China’s trade surplus narrows further in September


China’s trade surplus narrowed to $16.88 billion (£10.7 billion) last month, official data showed today.

Exports and imports slowed significantly, although, this is unlikely to see the US ease up about the appreciation of the yuan.

The US has previously expressed dissatisfaction that China is keeping the value of the yuan low to help its exporters at the expense of overseas competitors.

Trade groups have argued that the yuan, also referred to as the renminbi, is kept up to 40% below what its value should be against the US dollar.

However, Beijing has previously said keeping the yuan stable is “an important contribution” to global recovery.

Exports grew 25.1% year-on-year in September to $145 billion, but this was much slower than the growth of 34.4% reported in August.

Meanwhile, imports rose 24.1% year-on-year in September to a record high of $128.1 billion, again, this was slower than the 35.2% growth reported the previous month.

Returning to the yuan, pressure is likely to according to many analysts.
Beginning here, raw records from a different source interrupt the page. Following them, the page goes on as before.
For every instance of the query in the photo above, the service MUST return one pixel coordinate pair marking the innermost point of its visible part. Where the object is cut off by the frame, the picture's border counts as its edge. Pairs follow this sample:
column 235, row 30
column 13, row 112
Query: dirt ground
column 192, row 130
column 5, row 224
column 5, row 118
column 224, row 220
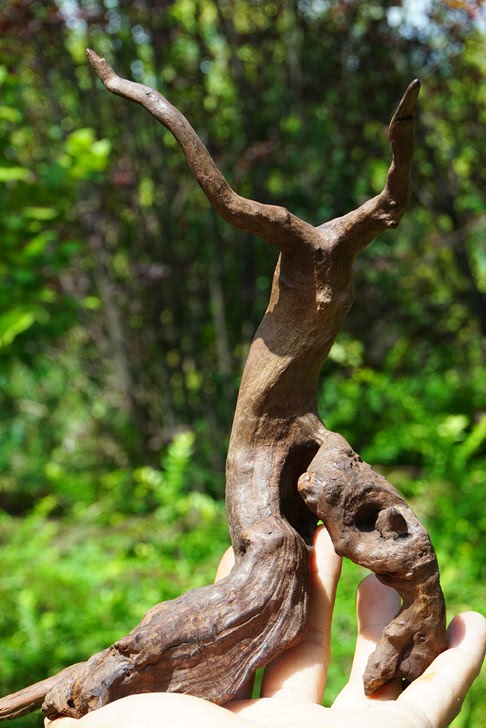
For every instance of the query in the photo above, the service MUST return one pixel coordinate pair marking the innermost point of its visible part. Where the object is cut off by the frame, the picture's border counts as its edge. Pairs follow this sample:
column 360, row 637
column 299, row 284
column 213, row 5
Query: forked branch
column 210, row 640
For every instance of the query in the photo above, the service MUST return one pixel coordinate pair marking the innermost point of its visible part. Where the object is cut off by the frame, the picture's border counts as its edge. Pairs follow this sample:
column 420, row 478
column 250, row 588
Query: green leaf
column 15, row 174
column 10, row 114
column 15, row 322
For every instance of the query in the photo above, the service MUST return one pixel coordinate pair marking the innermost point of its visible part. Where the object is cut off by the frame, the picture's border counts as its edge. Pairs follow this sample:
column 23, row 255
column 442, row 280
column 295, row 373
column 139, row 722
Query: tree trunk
column 285, row 470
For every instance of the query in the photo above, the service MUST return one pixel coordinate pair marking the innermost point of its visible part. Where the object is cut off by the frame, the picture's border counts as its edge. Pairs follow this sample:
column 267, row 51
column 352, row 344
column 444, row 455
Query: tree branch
column 274, row 224
column 358, row 228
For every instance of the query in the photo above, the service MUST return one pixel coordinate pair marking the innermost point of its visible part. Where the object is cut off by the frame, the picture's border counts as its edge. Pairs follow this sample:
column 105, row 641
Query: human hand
column 294, row 682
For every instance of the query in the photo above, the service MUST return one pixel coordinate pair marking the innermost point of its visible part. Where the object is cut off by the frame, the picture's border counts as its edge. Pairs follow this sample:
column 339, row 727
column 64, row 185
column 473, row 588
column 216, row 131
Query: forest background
column 127, row 307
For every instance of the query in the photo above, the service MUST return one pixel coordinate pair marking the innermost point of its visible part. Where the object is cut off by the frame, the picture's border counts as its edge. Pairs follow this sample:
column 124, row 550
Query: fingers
column 153, row 710
column 300, row 673
column 376, row 606
column 440, row 691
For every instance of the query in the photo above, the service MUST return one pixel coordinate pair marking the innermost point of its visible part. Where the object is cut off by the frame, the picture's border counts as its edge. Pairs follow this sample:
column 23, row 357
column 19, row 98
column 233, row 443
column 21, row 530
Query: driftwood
column 285, row 471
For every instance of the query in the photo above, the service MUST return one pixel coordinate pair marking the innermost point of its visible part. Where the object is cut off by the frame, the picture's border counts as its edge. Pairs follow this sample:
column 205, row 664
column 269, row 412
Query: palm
column 294, row 682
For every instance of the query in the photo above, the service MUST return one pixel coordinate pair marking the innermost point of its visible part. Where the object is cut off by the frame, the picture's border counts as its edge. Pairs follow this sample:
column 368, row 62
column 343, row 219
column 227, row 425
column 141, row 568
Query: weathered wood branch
column 371, row 524
column 209, row 641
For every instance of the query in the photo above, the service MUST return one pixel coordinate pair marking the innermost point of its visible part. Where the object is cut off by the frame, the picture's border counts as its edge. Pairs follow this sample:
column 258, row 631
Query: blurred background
column 127, row 307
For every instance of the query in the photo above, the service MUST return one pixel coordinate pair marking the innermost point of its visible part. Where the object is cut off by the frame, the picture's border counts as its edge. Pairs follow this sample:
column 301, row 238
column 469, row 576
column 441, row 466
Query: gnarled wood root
column 210, row 640
column 371, row 524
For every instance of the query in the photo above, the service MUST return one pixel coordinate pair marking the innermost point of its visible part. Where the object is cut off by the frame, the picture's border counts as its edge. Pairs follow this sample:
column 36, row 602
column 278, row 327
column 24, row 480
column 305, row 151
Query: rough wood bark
column 284, row 468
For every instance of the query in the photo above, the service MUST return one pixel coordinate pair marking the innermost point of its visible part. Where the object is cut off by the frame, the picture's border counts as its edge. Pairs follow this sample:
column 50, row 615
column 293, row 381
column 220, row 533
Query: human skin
column 294, row 683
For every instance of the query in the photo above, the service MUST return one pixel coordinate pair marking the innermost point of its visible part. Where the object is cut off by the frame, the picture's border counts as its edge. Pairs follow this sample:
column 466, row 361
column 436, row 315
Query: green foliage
column 126, row 307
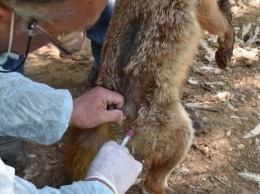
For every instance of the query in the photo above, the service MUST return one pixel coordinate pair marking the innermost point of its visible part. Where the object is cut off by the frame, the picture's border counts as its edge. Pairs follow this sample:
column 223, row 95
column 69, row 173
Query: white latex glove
column 115, row 166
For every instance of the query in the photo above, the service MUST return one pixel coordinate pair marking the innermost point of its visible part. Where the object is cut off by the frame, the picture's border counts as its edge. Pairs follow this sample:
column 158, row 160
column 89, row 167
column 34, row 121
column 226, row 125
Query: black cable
column 31, row 25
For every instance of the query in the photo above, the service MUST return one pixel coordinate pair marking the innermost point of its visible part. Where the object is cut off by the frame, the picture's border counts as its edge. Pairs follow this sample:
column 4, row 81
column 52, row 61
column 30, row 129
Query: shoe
column 92, row 76
column 13, row 151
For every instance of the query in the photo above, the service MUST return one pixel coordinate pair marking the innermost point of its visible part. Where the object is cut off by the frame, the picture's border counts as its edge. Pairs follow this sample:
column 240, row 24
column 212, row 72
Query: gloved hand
column 115, row 166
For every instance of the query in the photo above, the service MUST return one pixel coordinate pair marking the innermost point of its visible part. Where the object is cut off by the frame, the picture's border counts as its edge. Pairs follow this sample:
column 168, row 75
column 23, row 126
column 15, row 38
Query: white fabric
column 11, row 184
column 33, row 111
column 116, row 166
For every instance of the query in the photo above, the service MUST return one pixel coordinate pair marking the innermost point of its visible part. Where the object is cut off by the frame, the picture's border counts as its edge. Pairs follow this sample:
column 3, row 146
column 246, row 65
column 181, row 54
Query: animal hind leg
column 216, row 19
column 178, row 143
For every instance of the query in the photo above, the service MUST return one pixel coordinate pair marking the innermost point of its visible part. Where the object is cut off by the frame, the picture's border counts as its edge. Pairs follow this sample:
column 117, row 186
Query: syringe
column 129, row 134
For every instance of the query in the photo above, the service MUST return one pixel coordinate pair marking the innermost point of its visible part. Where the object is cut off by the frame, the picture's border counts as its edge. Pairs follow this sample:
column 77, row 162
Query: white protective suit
column 22, row 105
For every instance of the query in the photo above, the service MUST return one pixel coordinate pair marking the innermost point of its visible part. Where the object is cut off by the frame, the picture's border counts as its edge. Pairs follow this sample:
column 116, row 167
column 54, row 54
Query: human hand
column 115, row 166
column 94, row 108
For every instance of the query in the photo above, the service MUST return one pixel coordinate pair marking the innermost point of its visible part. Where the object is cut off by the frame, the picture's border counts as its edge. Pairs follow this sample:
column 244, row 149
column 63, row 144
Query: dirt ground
column 226, row 101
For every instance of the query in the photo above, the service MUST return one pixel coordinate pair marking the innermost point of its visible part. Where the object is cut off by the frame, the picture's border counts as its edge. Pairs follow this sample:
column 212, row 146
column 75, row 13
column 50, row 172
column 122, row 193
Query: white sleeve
column 11, row 184
column 33, row 111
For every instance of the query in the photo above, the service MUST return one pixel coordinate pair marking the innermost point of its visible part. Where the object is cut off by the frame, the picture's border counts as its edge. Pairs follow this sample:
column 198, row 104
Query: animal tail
column 82, row 146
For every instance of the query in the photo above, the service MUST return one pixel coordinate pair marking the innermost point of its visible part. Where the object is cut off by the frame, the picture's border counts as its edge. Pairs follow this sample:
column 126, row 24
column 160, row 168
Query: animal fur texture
column 146, row 55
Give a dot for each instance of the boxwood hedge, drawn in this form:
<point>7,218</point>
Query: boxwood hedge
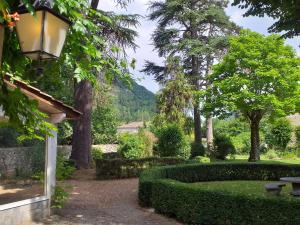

The US has been piling the pressure on Beijing to let the yuan appreciate faster against the dollar.

Brian Jackson, senior strategist at Royal Bank of Canada in Hong Kong, said that Chinese exports are “still very strong” and there is still scope for China to be more flexible with the yuan.

However, China’s Government has taken action to address the currency issue. In June, Beijing loosened its currency peg and, while the move was welcomed, the US said the yuan had appreciated around 2% against the dollar since that time.

The US House of Representatives recently backed a bill which will allow it to impose retaliatory tariffs on China.